The Red dragon of Wales
The story of the red dragon, ‘Y Ddraig Goch’ (literally, the red dragon), that appears on the Welsh flag goes back centuries, even to before the invasion of Britain by the Saxons.
When the Celts ruled Britain, before they were driven out of England into Wales and Cornwall, there was a legend in the Mabinogion, a collection of eleven stories, that a red dragon living in Britain had begun fighting with an invading white dragon.
As the two fought, they wounded each other, and the cries of agony from the red dragon made crops barren, killed animals and caused pregnant women to miscarry.
King Lludd, the ruler of Britain at the time, went to visit his sibling Llefelys, who was in France. He was instructed that to stop the dragons fighting, thus ending the cries that were ruining his people, he must dig a pit large enough to contain them both in the centre of Britain. He must then fill it with mead and cover it in cloth.
Having done this, the dragons came and drank the mead, which made them drowsy, and they fell asleep in the pit, wrapped in the cloth. Lludd imprisoned them, and in the Mabinogion, that is the end of the matter.
Later, however, in the Historia Britonum, the dragons are still trapped in the pit and cloth, and every time King Vortigern attempts to build a castle there, the walls and foundations are destroyed overnight, though nobody knows why.
Vortigern’s advisors say that to solve the problem he must find a boy without a natural father and sacrifice him.

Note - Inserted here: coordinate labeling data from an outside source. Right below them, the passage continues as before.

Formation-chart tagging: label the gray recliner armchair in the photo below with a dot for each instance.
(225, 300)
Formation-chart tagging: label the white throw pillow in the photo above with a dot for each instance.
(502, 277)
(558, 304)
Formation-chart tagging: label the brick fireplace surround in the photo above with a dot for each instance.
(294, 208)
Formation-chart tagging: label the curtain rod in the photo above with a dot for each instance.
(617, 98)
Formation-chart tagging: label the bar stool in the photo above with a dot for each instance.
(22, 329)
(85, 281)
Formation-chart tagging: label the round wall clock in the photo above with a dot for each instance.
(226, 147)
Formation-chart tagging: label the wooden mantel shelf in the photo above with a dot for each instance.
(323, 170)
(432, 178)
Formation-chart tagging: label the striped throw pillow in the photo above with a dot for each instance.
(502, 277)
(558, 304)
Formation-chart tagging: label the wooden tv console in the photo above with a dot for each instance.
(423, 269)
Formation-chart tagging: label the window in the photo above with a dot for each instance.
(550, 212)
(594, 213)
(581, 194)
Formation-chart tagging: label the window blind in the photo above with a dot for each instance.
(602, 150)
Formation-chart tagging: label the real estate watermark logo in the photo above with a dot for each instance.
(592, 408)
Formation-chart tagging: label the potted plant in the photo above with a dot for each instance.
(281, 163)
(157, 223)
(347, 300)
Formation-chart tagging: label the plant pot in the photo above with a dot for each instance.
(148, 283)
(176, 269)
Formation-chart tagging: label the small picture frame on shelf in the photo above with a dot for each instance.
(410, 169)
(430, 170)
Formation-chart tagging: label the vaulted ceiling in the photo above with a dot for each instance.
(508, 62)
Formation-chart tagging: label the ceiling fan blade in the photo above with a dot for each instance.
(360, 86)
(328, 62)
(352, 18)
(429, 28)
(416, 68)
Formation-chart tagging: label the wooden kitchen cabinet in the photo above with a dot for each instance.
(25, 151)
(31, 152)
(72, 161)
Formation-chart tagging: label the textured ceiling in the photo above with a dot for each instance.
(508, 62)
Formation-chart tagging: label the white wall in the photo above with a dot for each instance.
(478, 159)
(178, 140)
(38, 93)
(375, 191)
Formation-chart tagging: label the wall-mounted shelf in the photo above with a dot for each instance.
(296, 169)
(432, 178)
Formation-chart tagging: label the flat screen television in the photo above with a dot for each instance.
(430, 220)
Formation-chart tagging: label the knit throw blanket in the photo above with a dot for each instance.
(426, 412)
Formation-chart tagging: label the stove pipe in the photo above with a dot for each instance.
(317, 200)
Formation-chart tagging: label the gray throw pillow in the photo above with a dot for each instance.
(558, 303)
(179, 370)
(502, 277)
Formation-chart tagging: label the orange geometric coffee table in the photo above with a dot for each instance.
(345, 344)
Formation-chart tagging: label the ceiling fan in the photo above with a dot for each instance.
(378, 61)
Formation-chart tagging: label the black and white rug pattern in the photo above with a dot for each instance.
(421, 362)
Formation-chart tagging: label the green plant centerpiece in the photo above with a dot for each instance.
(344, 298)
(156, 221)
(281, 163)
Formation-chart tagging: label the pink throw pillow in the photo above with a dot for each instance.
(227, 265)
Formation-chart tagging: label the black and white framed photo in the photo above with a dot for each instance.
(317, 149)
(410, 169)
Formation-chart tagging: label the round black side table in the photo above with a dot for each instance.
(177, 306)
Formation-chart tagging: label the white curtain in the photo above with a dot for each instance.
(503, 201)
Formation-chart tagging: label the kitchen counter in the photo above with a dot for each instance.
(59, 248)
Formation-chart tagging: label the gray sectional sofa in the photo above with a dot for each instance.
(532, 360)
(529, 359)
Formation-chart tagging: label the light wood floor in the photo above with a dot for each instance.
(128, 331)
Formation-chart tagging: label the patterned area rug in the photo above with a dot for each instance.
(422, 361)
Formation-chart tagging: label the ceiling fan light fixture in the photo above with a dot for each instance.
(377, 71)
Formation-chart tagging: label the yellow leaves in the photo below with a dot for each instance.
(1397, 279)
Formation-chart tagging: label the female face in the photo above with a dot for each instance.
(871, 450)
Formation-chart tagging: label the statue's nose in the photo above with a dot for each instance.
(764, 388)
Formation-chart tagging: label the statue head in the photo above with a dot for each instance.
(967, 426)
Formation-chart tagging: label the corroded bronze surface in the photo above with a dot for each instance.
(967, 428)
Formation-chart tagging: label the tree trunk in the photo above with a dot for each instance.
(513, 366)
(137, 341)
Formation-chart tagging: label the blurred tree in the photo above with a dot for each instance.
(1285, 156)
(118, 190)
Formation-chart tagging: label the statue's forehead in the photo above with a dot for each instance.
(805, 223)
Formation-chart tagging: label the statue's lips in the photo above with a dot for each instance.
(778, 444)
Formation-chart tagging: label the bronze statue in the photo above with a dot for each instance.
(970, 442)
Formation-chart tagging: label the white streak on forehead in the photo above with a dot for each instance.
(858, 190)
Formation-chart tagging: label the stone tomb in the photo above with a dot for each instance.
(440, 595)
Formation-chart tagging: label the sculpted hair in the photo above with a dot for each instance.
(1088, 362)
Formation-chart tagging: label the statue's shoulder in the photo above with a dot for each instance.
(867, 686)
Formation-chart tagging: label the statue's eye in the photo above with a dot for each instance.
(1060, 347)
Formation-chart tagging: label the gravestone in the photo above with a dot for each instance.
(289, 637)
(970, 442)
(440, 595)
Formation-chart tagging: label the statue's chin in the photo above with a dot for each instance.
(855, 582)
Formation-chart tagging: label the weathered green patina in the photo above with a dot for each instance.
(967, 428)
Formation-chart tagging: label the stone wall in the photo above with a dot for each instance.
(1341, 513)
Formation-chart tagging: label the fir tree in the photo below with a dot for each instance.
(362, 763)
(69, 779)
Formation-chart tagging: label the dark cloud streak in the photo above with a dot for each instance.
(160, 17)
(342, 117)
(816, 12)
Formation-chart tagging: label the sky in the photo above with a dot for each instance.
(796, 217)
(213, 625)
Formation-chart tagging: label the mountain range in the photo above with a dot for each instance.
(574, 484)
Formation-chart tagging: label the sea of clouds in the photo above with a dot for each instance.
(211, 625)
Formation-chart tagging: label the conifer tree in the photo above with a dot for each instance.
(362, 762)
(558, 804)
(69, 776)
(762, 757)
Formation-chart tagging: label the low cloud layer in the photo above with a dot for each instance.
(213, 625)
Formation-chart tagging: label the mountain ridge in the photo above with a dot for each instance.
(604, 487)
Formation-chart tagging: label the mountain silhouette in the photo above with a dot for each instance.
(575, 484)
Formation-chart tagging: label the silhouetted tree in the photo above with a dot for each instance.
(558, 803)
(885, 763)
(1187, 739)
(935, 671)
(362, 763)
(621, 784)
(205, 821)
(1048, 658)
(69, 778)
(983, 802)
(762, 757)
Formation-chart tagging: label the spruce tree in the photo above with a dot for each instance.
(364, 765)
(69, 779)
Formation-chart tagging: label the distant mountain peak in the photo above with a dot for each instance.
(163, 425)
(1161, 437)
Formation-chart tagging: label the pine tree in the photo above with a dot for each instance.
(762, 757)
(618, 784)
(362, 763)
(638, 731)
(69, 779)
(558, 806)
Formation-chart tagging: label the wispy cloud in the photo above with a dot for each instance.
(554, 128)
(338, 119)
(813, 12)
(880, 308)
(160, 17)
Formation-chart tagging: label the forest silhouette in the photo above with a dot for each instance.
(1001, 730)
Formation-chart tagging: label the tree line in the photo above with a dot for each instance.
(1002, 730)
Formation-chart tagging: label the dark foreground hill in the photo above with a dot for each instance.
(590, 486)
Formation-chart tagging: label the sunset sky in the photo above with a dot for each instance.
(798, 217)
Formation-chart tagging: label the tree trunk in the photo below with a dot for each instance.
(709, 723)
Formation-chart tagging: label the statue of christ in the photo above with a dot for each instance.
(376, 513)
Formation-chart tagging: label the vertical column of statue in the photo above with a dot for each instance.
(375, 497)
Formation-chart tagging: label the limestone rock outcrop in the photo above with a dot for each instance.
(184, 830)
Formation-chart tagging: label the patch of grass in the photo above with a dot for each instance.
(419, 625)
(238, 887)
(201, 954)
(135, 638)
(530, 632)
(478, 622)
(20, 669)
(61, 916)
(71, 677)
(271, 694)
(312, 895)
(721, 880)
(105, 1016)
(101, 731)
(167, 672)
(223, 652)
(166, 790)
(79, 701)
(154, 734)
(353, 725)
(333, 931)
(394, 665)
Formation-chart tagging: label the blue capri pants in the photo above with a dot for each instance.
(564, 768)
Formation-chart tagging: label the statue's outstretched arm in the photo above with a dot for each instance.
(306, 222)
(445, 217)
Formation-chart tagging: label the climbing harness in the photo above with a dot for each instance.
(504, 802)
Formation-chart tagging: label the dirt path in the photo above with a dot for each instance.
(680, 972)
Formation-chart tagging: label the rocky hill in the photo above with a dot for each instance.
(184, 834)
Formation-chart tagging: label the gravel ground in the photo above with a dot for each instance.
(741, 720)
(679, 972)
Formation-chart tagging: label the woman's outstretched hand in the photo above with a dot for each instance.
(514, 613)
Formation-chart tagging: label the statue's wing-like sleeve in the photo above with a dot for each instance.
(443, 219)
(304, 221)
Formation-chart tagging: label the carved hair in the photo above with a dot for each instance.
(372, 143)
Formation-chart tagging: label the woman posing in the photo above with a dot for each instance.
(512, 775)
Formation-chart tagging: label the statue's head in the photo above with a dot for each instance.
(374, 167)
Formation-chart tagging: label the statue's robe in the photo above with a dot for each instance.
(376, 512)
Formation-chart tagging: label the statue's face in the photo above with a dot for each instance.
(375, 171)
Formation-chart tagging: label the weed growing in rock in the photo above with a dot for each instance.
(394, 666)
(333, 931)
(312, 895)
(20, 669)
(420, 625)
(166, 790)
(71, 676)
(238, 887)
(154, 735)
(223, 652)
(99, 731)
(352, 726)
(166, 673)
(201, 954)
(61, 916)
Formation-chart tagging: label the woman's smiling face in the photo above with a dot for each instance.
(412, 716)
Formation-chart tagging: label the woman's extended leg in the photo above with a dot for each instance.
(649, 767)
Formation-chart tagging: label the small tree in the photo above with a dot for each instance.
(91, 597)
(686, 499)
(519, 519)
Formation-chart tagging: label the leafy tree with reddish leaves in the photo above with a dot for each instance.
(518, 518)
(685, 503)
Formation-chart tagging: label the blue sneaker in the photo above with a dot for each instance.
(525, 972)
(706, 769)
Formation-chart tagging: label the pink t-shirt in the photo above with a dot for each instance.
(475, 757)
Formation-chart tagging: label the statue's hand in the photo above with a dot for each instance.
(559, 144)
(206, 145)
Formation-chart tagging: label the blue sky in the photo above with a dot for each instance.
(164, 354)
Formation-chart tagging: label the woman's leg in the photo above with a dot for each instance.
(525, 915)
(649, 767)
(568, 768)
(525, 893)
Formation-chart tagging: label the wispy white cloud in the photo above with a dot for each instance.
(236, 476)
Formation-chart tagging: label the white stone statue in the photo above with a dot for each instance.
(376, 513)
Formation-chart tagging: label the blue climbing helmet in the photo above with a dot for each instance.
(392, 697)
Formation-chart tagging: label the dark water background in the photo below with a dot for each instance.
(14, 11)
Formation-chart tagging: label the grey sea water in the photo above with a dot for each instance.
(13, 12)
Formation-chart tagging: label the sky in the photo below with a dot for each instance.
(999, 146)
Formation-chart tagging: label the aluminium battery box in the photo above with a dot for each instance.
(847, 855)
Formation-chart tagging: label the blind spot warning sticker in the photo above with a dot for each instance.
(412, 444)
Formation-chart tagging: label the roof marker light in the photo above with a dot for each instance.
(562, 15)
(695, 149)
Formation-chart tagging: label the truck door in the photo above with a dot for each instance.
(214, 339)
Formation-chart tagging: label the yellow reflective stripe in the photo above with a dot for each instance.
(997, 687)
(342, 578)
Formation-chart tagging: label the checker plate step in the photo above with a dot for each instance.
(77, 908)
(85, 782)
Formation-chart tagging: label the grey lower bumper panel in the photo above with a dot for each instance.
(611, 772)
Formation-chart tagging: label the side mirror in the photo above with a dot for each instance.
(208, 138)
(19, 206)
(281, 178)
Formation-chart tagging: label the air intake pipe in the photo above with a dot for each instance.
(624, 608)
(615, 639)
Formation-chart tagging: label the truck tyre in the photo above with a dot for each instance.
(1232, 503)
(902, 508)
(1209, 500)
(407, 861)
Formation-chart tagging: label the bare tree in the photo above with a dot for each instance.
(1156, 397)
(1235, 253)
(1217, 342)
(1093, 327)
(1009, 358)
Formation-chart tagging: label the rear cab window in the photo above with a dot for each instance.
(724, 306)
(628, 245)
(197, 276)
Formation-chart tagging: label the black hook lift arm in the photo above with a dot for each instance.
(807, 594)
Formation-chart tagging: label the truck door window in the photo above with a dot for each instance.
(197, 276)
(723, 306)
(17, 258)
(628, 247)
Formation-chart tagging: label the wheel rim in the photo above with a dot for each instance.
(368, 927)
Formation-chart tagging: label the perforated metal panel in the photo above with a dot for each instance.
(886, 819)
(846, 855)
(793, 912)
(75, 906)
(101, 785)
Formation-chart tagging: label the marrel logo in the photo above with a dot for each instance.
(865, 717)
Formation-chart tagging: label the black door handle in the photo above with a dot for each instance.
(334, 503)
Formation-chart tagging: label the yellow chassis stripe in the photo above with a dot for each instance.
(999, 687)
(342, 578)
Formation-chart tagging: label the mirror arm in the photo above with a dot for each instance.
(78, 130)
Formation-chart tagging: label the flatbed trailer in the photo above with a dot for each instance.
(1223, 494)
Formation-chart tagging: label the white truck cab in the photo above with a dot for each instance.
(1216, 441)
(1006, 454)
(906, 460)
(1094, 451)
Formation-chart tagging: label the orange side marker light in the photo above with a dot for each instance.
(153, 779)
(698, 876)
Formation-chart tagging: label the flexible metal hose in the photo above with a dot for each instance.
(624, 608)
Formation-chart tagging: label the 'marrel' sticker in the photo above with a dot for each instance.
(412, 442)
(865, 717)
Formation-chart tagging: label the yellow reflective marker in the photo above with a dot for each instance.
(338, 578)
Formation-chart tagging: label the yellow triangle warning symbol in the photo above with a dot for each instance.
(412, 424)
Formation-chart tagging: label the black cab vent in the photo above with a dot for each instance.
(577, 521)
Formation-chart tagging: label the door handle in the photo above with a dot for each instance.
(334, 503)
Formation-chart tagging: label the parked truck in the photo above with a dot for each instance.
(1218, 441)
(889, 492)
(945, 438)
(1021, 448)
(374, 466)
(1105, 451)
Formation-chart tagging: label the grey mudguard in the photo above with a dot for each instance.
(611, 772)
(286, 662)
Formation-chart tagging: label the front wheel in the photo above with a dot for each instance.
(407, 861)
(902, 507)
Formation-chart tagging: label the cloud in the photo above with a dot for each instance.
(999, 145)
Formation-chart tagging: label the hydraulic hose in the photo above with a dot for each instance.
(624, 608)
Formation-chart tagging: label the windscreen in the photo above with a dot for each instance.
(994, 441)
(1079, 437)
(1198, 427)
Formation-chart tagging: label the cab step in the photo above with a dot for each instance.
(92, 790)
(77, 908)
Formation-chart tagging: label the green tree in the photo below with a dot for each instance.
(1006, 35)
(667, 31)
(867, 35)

This will stop the destruction of his castle.
When this boy is found, and it is revealed to him that he is to be sacrificed so that Vortigern’s castle can be built, the boy says that the advisors are wrong, and that actually the destruction is occurring because of the two dragons trapped in the pit.
So, Vortigern digs open the pit, frees the two dragons, and finally the red dragon kills the white dragon. The boy pipes up again, telling Vortigern that the red dragon represented the people over which Vortigern ruled, whereas the white dragon represented the Saxons.
Vortigern’s people are presumed to have been the native Britons who, although they were driven by the Saxons into only Wales and Cornwall, were never completely defeated. They didn’t exactly slay the white dragon as they were supposed to, however.